The container can also be configured with a History Change trigger to detect route changes automatically — contact support if you’d like help setting that up.

Excluding Pages from Tracking

There may be pages you don’t want to track, such as admin areas or internal tools.

Option 1: Don’t Install Tracking Code

Simply don’t include the tracking code on pages you want to exclude.

Option 2: Conditional Loading

Use server-side logic to conditionally include the tracking code:

<?php if (!is_admin_page()): ?> <!-- Ghost Metrics tracking code here --> <?php endif; ?>

Option 3: Site-Level Exclusions

Site settings support excluding specific IP addresses (e.g., your office), URL query parameters, and user agents from tracking.
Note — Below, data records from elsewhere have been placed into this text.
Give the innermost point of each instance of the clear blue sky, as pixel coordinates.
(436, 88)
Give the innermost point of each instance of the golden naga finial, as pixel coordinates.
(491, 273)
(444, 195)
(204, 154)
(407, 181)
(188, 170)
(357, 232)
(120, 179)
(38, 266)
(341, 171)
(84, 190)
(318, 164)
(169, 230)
There’s no page-path exclusion setting, so for whole pages use options 1 or 2. See Managing Websites or contact support for help with exclusions.

Understanding Metrics

Pageviews vs Unique Pageviews

  • Pageviews — Total number of times a page was viewed (including repeat views in a single session)
  • Unique Pageviews — Number of sessions that included a view of that page

Bounce Rate

The percentage of visits where the visitor left after viewing only one page. A “bounce” means they didn’t interact further with your site.

Exit Rate

The percentage of pageviews that were the last in a session. Unlike bounce rate, this includes visits with multiple pageviews.

Average Time on Page

How long visitors typically spend viewing a page before navigating away or leaving the site.